Le ragioni della decisione

 

Avverso la pronuncia della Corte d’Appello, il terzo trasportato e i congiunti proponevano ricorso per cassazione con tre distinti motivi, solamente il primo dei quali riguardava le ragioni dei congiunti.

A dire di quest’ultimi la Corte era incorsa in errore di interpretazione dell’art. 2697 c.c. in relazione alla prova del danno iure proprio dei congiunti.

 

La Cassazione riteneva fondato tale motivo di ricorso.

 

Il ragionamento della Corte risultava viziato sin dalla premessa, in quanto riteneva sussistente un danno dei congiunti solo in presenza di “un totale sconvolgimento delle abitudini di vita del nucleo familiare su cui si sono riverberate quali conseguenze gli effetti dell’evento traumatico subito dal familiare”.

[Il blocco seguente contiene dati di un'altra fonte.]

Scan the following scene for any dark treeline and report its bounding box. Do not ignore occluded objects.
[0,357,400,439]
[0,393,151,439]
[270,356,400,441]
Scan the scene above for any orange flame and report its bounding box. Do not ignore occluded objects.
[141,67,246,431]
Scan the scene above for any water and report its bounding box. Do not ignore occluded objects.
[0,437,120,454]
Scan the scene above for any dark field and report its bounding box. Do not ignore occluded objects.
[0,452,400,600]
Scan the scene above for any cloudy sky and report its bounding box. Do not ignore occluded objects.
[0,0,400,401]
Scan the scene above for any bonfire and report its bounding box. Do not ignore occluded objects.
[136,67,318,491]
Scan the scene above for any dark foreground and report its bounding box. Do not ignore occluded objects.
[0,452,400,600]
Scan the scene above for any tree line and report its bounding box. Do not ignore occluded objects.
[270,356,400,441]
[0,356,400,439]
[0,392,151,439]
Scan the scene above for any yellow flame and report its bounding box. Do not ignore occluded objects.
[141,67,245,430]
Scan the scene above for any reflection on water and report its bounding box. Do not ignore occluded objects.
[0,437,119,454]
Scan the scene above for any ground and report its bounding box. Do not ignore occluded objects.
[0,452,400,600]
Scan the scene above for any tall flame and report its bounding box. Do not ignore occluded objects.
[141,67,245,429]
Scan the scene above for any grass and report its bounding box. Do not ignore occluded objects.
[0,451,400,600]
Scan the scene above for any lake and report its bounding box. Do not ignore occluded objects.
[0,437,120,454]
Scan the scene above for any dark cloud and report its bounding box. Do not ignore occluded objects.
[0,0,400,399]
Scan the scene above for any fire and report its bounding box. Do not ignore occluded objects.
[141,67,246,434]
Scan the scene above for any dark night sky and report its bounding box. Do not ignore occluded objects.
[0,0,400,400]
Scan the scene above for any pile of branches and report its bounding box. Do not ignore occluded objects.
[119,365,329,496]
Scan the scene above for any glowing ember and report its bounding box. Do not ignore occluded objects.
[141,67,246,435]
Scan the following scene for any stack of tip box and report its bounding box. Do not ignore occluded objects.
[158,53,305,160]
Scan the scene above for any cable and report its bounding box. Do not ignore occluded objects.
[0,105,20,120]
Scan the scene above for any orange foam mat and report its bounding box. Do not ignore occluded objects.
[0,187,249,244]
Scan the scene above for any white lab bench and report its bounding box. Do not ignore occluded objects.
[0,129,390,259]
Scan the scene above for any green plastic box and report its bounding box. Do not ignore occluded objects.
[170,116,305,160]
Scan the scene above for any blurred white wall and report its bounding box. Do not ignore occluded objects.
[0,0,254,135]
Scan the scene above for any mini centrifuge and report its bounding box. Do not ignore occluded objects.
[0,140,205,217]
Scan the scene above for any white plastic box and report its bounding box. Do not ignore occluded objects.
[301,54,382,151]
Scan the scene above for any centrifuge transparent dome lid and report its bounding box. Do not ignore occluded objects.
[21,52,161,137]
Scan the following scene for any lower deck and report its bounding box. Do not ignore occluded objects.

Tale limitazione non aveva tuttavia alcuna ragion d’essere.

Secondo la Suprema Corte infatti, il danno dei congiunti – seppur spesso definito danno riflesso per mere ragioni descrittive, è pur sempre un danno diretto, al pari del danno patito dalla vittima “primaria” del sinistro.

Il danno dei congiunti consiste, infatti, nelle dirette conseguenze patite dai congiunti a seguito delle lesioni inferte al parente prossimo, che possono causare “sia una sofferenza d’animo, sia una perdita vera e propria di salute, come una incidenza sulle abitudini di vita”.

Alla luce di quanto sopra, non vi è dunque alcun motivo per sottoporre i congiunti ad un onere di prova diverso e più rigoroso rispetto a quello richiesto per il risarcimento di ogni altro tipo di danno non patrimoniale, dovendosi per contro applicare le regole generali in materia.

Conseguentemente il congiunto potrà far ricorso alla prova presuntiva e, in particolar modo, al rapporto di stretta parentela sussistente.

Secondo la Suprema Corte, infatti, “il rapporto di stretta parentela fa presumere, secondo un criterio di normalità sociale…. che genitori e fratelli soffrano per le gravissime lesioni riportate dal congiunto prossimo”.

Sofferenze che non devono, come sostenuto dalla Corte di Appello di Roma, necessariamente comportare un drastico cambiamento di vita dei parenti, essendo sufficiente che vi sia un una “soggettiva perturbazione dello stato d’animo, il patema, la sofferenza interiore della vittima”.

 

La Suprema Corte respingeva i restanti due motivi di appello, così come il ricorso incidentale dei controricorrenti, cassando la sentenza impugnata e rinviando alla Corte di Appello di Roma.